Almaden and Inglenook wines are about to switch from the familiar three and four-liter glass jugs to only being marketed in lightweight Bag-in-Box (BIB) packaging.

The Wine Group has decided to swap the glass jugs for BIB packaging, because it will reduce the brands’ carbon footprints by 60 percent, and avoid some 11 million pounds of packaging waste.

That’s pretty substantial, and a very brave move. I can only think this, because I’m putting myself into the head-set of the consumers who only purchase these wines in glass. These are people who have – no doubt – been purchasing it this way for years. Imagine their reaction when they head for the store’s shelf to purchase their favorite bottle of wine, and instead there’s only a box available on the shelf.

The Wine Group is the world’s most cost and carbon efficient vintner for its use of BIB packaging. This bag-in-box packaging has less than half the carbon footprint of bottled wine, in terms of energy needed for glass production and transportation once the wine’s put into its container. This is totally to their credit for environmental foresight and innovative packaging.

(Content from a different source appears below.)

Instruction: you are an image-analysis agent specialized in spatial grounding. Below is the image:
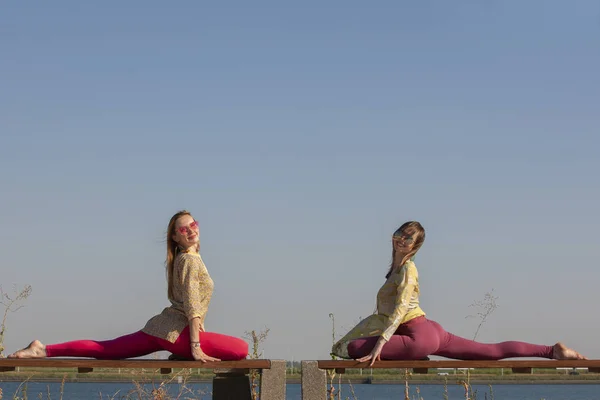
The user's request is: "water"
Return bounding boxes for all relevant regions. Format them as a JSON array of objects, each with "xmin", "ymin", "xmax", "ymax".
[{"xmin": 0, "ymin": 382, "xmax": 600, "ymax": 400}]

I love this packaging, incidentally, and keep a box of Fisheye on the left hand side of my refrigerator, while the filtered water jug sits on the right. I bought into the concept as soon as this kind of package was introduced.

“The positive impact to the environment from making the shift to BIB packages will be huge, simply because the volume of these two brands combined account for 10 million cases of production,” David Kent, The Wine Group’s CEO, said in a statement.

The company, which recently launched a marketing campaign extolling the environmental benefits of BIB packaging, said switching all bottled wine sold in the United States to BIB packaging would save about 941 million tons of glass packaging annually.

The Wine Group already produces the boxed wine Franzia, as well as other brands such as Concannon, Glen Ellen, and Big House. It bought Almaden and Inglenook from Constellation Wines in February, and is now the second largest wine producer by volume.

I believe that this will ultimately be a very successful switcheroo as they come up with creative ways to make faithful consumers of these wines become really jazzed to “Give a Hoot, Don’t Pollute.” (Boy, would someone please bring that one back, huh?)

This is going to be a great experiment to watch within the packaging industry; educating the masses to a new way of thinking in order to change a fixed habit.

I’m sure this has all been very well thought out by The Wine Group, and is going to be a fascinating story to follow as it all unfolds, watching the graphs and the charts as this paradigm shift is created.

It’s going to be quite challenging at best, and very informative to say the least.

This is one story that I’ll love following, because it’s a fascinating environmental study within the wine business. If The Wine Group’s innovative move is successful (and I believe that it will be), the real questions for me as the next story lines are:

  • How long is it going to take to turn this way of thinking around?
  • What’s the messaging going to be?

Because… this case study can then translate well into other “green” persuasive messages in all other industries, and prove to ultimately be excellent messaging for our planet.

2 Responses to “A Switcheroo to Watch ~ Almaden and Inglenook going from bottles to only boxes”

  1. Jeff says:

    Just think of all those bag in box filling up landfills while glass bottles can go straight to the furnace for easy recycling. Hmmmm

  2. admin says:

    I’ve also been told, by my wine company relationships, that glass – in its reincarnated form – isn’t strong enough to become a wine bottle again, so it’s not as simple as it seems on the surface. I don’t know where the second generation goes, but it’s not back into wine bottle use… So, we’re back where we started with lots of wine bottles that won’t ever be used again. The space of the bottles or the space of the plastic. Honestly, I wish I could just keep a barrel full of wine in an air-conditioned garage.